Siang yang terik di bulan Mei membuat Nila semakin berapi-api membuat control plan yang deadline-nya masih lima hari lagi. Sebagian besar laporan juga sudah di selesaikan Nila. Entah semangat darimana hingga ia yang biasanya bekerja menyesuaikan deadline, kini membabat habis semua. Teman se-tim-nya sampai menyerah untuk mengalihkan perhatian Nila.
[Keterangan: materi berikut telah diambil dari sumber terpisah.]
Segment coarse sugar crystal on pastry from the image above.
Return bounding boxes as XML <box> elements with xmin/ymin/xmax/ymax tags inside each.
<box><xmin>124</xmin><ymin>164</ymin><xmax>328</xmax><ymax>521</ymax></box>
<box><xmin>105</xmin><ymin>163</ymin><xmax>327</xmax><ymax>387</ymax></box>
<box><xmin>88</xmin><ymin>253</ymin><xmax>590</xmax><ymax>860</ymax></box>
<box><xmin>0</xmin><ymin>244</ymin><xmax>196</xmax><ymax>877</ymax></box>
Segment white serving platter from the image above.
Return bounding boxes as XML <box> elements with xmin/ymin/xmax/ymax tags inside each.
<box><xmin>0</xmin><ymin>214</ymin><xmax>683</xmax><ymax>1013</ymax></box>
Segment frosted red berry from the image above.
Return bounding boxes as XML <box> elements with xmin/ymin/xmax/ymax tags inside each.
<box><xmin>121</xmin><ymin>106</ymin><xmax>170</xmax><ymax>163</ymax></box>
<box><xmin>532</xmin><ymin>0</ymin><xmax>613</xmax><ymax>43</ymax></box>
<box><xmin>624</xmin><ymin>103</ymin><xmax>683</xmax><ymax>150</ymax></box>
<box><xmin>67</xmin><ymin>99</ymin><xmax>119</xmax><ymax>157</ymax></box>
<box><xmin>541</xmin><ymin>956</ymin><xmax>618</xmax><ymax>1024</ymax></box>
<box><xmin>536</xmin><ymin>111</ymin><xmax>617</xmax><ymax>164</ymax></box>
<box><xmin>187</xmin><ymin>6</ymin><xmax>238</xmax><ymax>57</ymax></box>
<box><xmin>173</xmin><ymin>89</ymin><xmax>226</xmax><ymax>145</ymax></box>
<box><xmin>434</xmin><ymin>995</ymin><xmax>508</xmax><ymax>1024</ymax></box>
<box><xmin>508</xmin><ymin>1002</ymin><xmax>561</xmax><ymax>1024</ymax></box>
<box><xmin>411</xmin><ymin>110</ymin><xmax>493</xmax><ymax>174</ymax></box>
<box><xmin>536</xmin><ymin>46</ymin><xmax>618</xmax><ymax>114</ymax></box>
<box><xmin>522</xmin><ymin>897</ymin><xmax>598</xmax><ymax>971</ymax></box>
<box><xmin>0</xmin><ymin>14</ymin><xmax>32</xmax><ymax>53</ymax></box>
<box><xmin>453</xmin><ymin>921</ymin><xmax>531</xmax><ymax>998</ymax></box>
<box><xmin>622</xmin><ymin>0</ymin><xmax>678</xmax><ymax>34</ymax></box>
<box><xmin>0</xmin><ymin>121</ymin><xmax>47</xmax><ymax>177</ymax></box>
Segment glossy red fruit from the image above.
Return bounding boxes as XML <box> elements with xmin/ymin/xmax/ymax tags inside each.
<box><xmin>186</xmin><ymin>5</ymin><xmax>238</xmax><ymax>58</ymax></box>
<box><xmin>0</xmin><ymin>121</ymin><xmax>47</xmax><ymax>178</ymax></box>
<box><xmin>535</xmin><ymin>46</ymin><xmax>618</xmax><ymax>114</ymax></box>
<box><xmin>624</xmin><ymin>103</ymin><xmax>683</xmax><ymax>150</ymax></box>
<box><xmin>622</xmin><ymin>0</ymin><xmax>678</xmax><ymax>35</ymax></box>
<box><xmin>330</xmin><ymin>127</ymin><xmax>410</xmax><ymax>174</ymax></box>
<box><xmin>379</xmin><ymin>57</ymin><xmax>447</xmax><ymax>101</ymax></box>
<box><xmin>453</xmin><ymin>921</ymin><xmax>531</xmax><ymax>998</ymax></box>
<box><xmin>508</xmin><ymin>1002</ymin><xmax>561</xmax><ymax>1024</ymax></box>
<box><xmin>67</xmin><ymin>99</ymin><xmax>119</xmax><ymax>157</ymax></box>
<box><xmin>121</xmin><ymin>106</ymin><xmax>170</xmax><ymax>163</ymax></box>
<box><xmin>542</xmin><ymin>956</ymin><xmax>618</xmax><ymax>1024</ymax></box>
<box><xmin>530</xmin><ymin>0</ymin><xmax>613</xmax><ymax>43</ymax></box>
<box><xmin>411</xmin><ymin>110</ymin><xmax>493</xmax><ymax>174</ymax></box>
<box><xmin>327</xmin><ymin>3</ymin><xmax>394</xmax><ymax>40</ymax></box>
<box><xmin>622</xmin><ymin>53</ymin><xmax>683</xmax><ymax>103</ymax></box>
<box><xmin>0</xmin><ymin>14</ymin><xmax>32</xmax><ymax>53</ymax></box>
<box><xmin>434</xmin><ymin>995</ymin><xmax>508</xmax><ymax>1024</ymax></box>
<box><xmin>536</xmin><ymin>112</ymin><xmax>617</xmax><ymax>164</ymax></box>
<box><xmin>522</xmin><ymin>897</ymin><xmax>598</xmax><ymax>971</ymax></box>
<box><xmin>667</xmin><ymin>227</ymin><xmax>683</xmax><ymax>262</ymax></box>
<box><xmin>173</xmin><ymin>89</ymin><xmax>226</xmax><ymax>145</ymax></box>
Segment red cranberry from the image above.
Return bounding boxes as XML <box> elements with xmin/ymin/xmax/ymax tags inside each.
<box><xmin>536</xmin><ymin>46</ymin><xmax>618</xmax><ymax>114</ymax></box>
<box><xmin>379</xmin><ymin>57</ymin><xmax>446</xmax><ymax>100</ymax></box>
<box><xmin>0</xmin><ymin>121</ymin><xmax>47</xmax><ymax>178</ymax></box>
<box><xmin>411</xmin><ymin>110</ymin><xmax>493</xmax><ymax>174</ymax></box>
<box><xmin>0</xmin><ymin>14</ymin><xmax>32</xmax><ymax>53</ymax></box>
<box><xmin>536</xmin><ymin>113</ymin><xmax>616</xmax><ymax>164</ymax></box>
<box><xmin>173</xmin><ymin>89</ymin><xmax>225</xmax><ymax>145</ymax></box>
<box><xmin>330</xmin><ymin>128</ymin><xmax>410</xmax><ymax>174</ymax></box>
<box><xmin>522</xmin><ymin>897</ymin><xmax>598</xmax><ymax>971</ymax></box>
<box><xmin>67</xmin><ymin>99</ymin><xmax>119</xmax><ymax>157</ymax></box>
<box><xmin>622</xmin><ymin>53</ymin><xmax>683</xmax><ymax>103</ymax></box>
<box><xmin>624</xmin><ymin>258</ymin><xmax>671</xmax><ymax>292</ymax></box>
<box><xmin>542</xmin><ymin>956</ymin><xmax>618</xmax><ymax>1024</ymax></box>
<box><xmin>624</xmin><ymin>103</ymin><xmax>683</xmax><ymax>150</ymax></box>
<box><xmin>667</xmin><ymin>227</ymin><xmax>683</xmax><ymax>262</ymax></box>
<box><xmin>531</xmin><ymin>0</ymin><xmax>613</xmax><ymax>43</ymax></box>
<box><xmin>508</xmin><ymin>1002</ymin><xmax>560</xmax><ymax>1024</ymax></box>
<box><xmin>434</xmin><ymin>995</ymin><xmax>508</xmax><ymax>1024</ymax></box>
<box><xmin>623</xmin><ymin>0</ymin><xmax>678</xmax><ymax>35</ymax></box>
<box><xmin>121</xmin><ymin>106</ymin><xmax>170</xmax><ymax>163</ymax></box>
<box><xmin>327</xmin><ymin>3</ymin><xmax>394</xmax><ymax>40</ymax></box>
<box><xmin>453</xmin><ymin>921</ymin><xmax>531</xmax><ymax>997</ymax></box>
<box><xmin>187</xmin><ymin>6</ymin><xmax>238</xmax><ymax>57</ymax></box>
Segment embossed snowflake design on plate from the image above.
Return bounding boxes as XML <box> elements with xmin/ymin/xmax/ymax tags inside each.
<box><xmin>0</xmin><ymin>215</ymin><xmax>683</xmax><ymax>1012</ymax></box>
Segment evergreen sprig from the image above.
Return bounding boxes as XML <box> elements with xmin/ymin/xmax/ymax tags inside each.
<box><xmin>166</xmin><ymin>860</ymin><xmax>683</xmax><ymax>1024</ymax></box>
Makanya, sedari dulu mereka selalu memasang status awas jika Nila dalam ‘pengaruh’ rajin. Karena semakin cepat pekerjaan selesai, maka semakin cepat juga pekerjaan baru masuk.
Nila mengerjakan apapun yang bisa dikerjakan, mau sesulit apapun pekerjaannya akan ia habiskan. Pikirannya ia paksa fokus untuk bekerja. Setelah menyelesaikan laporan, ia habiskan waktunya untuk turun ke shopfloor sampai jam pulang tiba. Tidak ada yang bisa menghentikannya. Dan saat jam pulang pun, ia mencoba bertahan di kantor sampai ia yang menjadi terakhir pulang.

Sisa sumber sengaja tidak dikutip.